Accordingly I made the order in the form of Ms Gumbel’s revised draft in the present case (but omitting the reference to the 1933 Act), and in the form requested by Mr Maskrey in his case.
POSTSCRIPT
By way of comparison, I note that in passing the Contempt of Court Act 1981 and the Defamation Act 1996 Parliament recognised that reports of proceedings otherwise than in a newspaper required recognition. In the Contempt of Court Act 1981 s.4 it is provided that:
“a person is not guilty of contempt of court under the strict liability rule in respect of a fair and accurate report of legal proceedings held in public, published contemporaneously…”

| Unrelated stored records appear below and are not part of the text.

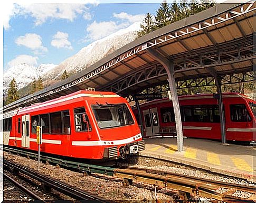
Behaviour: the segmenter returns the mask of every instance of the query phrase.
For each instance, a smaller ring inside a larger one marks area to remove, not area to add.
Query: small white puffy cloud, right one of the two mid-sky
[[[51,45],[57,48],[72,49],[71,43],[68,40],[69,34],[58,31],[51,41]]]

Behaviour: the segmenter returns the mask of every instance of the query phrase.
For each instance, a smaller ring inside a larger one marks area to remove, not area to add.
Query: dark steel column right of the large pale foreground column
[[[222,91],[221,91],[221,77],[217,75],[213,68],[208,68],[210,73],[215,79],[215,84],[217,86],[217,95],[218,95],[218,105],[220,109],[220,121],[221,121],[221,143],[226,144],[226,129],[225,129],[225,115],[222,102]]]

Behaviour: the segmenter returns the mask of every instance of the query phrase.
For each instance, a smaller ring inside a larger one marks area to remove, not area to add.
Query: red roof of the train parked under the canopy
[[[252,98],[250,98],[249,96],[246,96],[244,94],[241,93],[223,93],[222,94],[223,98],[230,98],[230,97],[241,97],[241,98],[245,98],[245,99],[250,99],[253,100]],[[182,96],[178,96],[179,100],[188,100],[188,99],[212,99],[213,98],[213,94],[198,94],[198,95],[182,95]],[[169,100],[168,97],[163,98],[163,99],[155,99],[143,104],[140,104],[140,106],[144,106],[144,105],[150,105],[150,104],[154,104],[160,101],[165,101],[165,100]],[[137,109],[137,107],[134,107],[134,109]]]

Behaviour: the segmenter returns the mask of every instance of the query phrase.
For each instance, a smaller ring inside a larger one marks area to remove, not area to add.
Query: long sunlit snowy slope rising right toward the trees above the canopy
[[[46,73],[43,79],[56,79],[62,75],[64,70],[67,70],[68,73],[78,73],[82,69],[86,69],[101,58],[135,40],[139,29],[140,22],[136,22],[127,28],[120,29],[116,33],[89,44],[77,54],[65,59],[64,62]]]

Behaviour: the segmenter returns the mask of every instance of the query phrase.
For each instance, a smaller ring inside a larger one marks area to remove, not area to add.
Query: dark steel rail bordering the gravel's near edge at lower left
[[[65,194],[69,197],[72,197],[77,200],[93,200],[98,202],[112,202],[105,198],[101,198],[99,196],[93,195],[90,192],[82,191],[80,189],[74,188],[72,186],[69,186],[65,184],[64,182],[61,182],[59,180],[55,180],[53,178],[50,178],[49,176],[42,175],[39,173],[39,171],[32,170],[30,168],[12,163],[11,161],[7,161],[4,159],[4,165],[8,166],[10,168],[15,168],[17,171],[22,172],[23,174],[42,182],[45,184],[45,186],[53,188],[62,194]]]

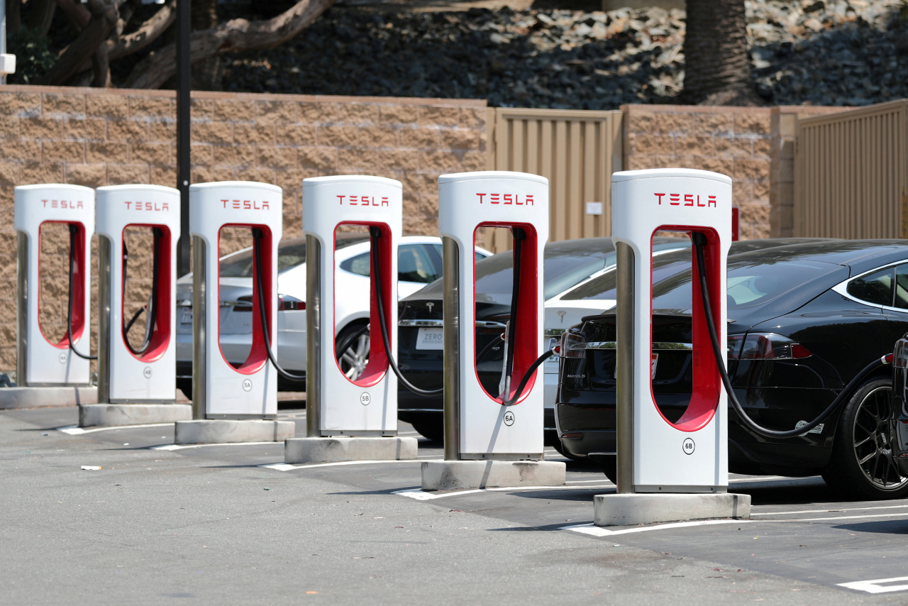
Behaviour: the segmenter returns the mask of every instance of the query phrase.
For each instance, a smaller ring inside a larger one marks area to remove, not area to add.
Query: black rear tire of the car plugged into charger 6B
[[[833,454],[823,470],[824,481],[834,490],[874,501],[908,493],[908,478],[895,467],[889,443],[892,397],[892,379],[873,377],[845,404]]]

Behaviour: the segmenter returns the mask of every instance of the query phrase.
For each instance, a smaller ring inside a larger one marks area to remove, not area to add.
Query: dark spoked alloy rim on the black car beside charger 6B
[[[892,399],[892,385],[881,385],[867,393],[854,415],[852,432],[858,466],[868,482],[883,490],[897,489],[908,482],[895,467],[889,443]]]

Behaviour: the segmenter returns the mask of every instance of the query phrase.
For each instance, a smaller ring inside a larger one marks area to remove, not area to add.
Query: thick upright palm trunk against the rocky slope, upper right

In the Defamation Act 1952 s.7 qualified privilege had been afforded to:
“the publication in a newspaper of any such report … as is mentioned in the Schedule…”
In the Defamation Act 1996, the corresponding section giving qualified privilege is s.15(1). That provides:
“The publication of any report or other statement mentioned in Schedule 1 …is privileged…”
The Contempt of Court Act 1981 and the Defamation Act 1996 simply refer to a report. Neither Act limits the reports to which it relates to reports in any specified medium.
The submission made to me in this case is of obvious relevance to the criminal courts in which orders under s.39 of the 1933 Act are commonly made, and I have drawn this judgment to the attention of those who may be concerned as to the implications of an argument that an order under s.39 may not achieve the effect which those making it intend.